Consumer Price Index

The Bureau of Labor Statistics is a government agency that collects, processes, analyzes, and interprets statistical data concerning labor economics and statistics. The BLS provides information and disseminates reports on matters such as price levels, employment and unemployment, compensation, working conditions, and productivity. Additionally, the BLS provides comprehensive information pertaining to careers and jobs within the US. This paper will focus on one particular piece of statistical information, the Consumer Price Index.

The Consumer Price Index is a statistical measure of the average change in prices over time for a market basket of consumer goods and services (United States Department of Labor, 2010). In this way, the CPI is a time series analysis and measures change rather than a particular value at any given time. This characteristic makes the CPI the best statistical measure of inflation, as inflation is best defined as the average increase in consumer prices over time.
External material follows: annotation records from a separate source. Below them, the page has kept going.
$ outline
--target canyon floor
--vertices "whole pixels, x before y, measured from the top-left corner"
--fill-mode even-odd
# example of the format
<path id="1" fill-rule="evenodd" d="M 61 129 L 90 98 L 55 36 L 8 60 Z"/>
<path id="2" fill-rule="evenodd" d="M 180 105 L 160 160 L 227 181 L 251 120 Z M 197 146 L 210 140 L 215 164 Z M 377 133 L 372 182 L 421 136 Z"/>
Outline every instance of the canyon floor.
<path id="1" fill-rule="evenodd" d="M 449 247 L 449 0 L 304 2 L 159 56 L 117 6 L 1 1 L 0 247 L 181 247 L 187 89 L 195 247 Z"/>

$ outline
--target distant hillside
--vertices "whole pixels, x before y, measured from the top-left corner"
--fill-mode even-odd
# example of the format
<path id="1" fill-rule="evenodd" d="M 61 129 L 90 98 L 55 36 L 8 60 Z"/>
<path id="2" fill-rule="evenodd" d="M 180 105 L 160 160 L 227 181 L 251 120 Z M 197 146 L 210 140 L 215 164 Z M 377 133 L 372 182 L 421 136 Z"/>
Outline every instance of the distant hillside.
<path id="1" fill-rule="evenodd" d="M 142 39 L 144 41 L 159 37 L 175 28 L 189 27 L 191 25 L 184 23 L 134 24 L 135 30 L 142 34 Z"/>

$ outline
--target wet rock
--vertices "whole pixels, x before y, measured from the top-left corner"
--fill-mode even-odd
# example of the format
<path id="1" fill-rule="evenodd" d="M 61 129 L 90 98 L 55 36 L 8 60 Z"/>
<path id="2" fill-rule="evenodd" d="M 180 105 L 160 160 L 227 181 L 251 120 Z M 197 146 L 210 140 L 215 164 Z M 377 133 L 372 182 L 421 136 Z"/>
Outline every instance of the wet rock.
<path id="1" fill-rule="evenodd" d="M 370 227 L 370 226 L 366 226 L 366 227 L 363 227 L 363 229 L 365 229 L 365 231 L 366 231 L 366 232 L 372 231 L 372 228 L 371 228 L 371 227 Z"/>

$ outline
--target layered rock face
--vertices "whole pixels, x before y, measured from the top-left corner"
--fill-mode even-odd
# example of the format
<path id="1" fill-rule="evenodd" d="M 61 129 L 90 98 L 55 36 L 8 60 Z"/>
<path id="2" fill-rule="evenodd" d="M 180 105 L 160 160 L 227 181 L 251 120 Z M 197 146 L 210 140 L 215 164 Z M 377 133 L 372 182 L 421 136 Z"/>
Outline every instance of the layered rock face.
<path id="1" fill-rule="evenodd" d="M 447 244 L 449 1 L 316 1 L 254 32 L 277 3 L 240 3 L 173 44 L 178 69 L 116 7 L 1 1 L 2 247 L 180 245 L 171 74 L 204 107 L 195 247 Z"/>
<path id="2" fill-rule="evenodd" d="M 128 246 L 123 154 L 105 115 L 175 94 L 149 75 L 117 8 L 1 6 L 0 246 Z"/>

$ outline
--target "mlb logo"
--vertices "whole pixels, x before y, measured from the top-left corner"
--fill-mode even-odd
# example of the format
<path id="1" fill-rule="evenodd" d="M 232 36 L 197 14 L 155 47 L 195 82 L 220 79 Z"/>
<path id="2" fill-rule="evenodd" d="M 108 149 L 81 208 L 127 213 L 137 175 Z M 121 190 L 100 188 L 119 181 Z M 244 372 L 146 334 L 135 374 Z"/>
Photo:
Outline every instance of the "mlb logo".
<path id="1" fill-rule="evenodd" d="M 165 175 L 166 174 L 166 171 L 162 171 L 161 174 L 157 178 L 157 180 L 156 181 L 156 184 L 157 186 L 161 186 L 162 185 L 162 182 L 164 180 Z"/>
The CPI is calculated via the collection consumer survey data, in which individuals and families provide information on purchases and spending habits made in each quarter of the year. The products and services included in the market basket are derived from over 200 categories arranged into eight major groups, including food and beverages, housing, apparel, transportation, medical care, recreation, education and communication, and other goods and services (tobacco and smoking, personal services, etc). In each of the 200 categories of products, statistical procedures are employed to select representative products and calculate average prices.

Reading and interpreting the CPI requires an understanding of the base index. The CPI base index is set at 100 which is the average price level for the 36 month period ranging from 1982-1984. The index for any particular year can be compared to this figure and a percentage change can be easily determined. Percentage changes for any two years can similarly be interpreted, as can price changes over a range of years or monthly intervals. For example, the CPI for December 2009 increased by 0.1 percent from the prior month and increased by 2.7 percent over 12 months (United States Department of Labor, 2010). This indicates that inflation, or the average price of a market basket of consumer goods and services, increased by 2.7 percent over the past 12 months.